The bill also would establish the Rural and Underserved Pathway to Practice Program, which would provide 1,000 scholarships annually to students from underrepresented groups to attend post-baccalaureate programs and medical school, starting in FY 2023.  Teaching hospitals would be eligible to train graduates of the Pathway to Practice Program, and these positions would be excluded from hospitals’ GME caps. Eligible teaching hospitals must be recognized by the Accreditation Council for Graduate Medical Education as providing mentorship, training in cultural and structural competency, and training in underserved areas.  The package also would provide $200 million for the Children’s Hospitals Graduate Medical Education program for FY 2022.

Drug Costs

The package would direct the Department of Health and Human Services (HHS) to establish a Drug Negotiation Program, which would require the HHS Secretary to identify 100 brand-named, single-source drugs annually.  Beginning in 2025, the HHS Secretary must negotiate the price of 10 drugs from that list, followed by 15 drugs in 2026 and 2027, and 20 drugs annually thereafter. In addition, insulin products must be included in negotiations.  Failure for a drug manufacturer to negotiate the price of a selected drug would result in an excise tax. The legislation also would penalize drug manufacturers that increase their prices faster than inflation for drugs used by individuals covered by Medicare.

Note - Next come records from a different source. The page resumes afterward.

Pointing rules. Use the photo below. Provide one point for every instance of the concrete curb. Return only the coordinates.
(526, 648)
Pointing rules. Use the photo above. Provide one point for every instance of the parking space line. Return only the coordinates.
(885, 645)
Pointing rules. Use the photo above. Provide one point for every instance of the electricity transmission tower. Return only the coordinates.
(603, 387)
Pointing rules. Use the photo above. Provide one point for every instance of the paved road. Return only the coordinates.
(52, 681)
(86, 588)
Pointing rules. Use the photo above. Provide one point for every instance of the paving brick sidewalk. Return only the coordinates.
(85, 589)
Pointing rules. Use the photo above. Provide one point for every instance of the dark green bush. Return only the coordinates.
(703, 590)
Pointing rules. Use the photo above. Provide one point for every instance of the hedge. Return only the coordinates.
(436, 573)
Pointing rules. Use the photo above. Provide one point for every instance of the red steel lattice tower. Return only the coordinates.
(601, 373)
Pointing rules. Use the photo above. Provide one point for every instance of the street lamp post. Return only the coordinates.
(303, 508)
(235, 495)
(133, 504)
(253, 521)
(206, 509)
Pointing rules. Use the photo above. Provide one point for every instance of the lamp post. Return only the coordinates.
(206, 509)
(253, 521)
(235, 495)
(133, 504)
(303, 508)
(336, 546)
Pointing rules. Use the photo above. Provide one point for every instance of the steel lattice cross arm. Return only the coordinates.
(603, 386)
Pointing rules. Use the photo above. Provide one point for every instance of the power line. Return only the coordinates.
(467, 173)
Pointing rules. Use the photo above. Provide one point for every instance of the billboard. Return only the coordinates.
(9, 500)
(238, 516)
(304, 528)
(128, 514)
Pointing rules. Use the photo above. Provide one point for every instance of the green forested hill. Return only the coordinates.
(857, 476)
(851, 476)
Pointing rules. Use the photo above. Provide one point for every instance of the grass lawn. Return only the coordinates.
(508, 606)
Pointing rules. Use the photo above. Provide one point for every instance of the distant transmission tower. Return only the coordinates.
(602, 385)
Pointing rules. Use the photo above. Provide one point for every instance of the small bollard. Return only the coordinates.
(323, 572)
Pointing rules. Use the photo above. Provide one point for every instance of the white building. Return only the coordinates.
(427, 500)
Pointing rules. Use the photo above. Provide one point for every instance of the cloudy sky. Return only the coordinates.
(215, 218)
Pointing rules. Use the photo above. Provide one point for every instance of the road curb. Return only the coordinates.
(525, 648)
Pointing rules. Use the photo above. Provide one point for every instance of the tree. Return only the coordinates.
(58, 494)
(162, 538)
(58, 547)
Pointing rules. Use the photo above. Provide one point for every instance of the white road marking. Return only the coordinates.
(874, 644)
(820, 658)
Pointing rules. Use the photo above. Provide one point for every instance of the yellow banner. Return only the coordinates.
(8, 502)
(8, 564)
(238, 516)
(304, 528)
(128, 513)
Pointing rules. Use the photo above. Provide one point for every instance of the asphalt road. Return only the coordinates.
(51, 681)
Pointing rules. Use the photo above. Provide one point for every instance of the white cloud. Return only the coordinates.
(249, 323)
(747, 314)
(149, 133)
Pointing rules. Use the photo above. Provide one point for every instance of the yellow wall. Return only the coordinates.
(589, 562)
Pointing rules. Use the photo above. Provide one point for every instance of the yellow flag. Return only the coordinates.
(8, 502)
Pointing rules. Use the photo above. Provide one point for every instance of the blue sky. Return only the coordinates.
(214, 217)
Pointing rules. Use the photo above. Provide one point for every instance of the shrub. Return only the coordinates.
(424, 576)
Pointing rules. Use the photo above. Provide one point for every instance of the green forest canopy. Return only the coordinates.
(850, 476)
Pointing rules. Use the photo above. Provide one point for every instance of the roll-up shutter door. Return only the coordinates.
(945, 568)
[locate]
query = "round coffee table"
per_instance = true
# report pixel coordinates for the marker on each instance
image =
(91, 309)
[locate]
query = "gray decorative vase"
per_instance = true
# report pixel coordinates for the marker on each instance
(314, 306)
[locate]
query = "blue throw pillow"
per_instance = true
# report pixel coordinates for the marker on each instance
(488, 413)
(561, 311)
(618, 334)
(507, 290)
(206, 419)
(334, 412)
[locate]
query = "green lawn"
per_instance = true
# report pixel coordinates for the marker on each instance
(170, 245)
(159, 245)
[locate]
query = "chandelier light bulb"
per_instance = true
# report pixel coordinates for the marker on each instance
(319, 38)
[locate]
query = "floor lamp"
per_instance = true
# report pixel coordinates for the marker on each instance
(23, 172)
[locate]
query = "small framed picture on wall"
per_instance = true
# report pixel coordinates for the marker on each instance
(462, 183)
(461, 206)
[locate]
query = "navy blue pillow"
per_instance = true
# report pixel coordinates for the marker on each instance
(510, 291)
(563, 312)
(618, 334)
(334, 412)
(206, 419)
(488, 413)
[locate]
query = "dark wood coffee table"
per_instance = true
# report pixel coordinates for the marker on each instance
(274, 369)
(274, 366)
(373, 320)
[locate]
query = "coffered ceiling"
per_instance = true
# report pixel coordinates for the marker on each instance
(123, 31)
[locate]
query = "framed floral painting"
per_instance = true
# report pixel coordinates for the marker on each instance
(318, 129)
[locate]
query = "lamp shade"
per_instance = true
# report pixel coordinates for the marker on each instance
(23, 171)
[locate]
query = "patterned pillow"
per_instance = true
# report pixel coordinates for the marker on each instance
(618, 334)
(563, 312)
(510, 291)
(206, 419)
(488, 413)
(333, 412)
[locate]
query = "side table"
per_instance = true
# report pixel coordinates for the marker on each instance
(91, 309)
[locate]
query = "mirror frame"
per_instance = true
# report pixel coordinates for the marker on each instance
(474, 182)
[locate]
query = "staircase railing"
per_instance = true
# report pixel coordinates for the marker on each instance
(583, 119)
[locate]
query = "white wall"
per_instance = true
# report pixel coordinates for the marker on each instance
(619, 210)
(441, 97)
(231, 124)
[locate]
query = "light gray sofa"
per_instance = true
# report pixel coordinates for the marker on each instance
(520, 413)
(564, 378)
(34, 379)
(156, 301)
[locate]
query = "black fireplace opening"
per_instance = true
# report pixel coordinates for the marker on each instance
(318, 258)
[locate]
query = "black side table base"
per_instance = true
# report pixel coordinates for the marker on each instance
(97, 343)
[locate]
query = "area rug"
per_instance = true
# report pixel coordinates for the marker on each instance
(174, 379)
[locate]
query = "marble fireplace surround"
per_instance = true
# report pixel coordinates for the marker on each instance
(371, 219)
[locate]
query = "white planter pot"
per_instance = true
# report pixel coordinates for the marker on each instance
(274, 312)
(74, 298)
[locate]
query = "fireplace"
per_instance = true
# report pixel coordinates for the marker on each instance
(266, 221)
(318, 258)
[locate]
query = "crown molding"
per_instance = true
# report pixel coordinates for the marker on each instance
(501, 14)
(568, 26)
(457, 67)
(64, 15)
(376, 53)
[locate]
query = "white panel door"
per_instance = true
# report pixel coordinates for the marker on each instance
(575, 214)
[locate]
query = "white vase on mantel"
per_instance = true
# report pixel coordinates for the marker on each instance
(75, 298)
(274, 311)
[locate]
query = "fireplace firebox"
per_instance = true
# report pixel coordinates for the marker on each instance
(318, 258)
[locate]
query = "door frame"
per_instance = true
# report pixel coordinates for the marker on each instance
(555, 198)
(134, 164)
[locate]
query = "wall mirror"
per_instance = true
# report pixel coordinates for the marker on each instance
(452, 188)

Other provisions would redesign the Medicare Part D program by capping beneficiary out-of-pocket costs and shifting certain financial responsibilities to insurers and drug manufacturers. The legislation also would repeal a final rule aimed at creating a new safe harbor protection for pharmacy benefit managers.

Workforce Capacity

The legislation includes several provisions intended to bolster hospital workforce capacity, including the following:

  • Reauthorizing the Health Profession Opportunity Grant (HPOG) Program, which provides grants for the purpose of preparing certain low-income individuals to enter into the healthcare profession.
  • $2 billion for the National Health Service Corps, which provides scholarships and loan repayment to qualified healthcare providers in exchange for service in underserved parts of the country.
  • $500 million for the Nurse Corps, which provides loan repayment assistance to registered nurses (RNs) and advanced practice registered nurses (APRNs) in exchange for service in critical shortage areas or serving as faculty at eligible nursing schools.
  • $500 million for schools of nursing in underserved areas.
  • $500 million for schools of medicine in underserved areas, with priority given to minority-serving institutions.
  • $85 million across several programs aimed at bolstering training and education for palliative care medicine and nursing.

The AHA’s Take

AHA President and CEO Rick Pollack supported many parts of the BBB bill, including the expansion of access to coverage though subsidized health insurance marketplace plans and the investments in workforce training.  He expressed special appreciation over the expansion of Medicare-funded physician residency slots and Pathway to Practice. As to those areas of the bill that the AHA found wanting, Pollack noted the following:

However, while we appreciate the goal of increasing coverage to residents in states that did not expand their Medicaid programs, it should not come at the expense of vital funding to hospitals and health systems located in those parts of the country that serve a large number of children, the poor, the disabled and the elderly.  These cuts are unacceptable, especially while hospitals remain on the front lines of fighting COVID-19 and the deadly Delta variant.  In addition, we are disappointed the House did not include critical funding for hospital infrastructure improvements through the Hill-Burton Act, as they did in an earlier version of the legislation.  We look forward to working with the Senate to improve this bill.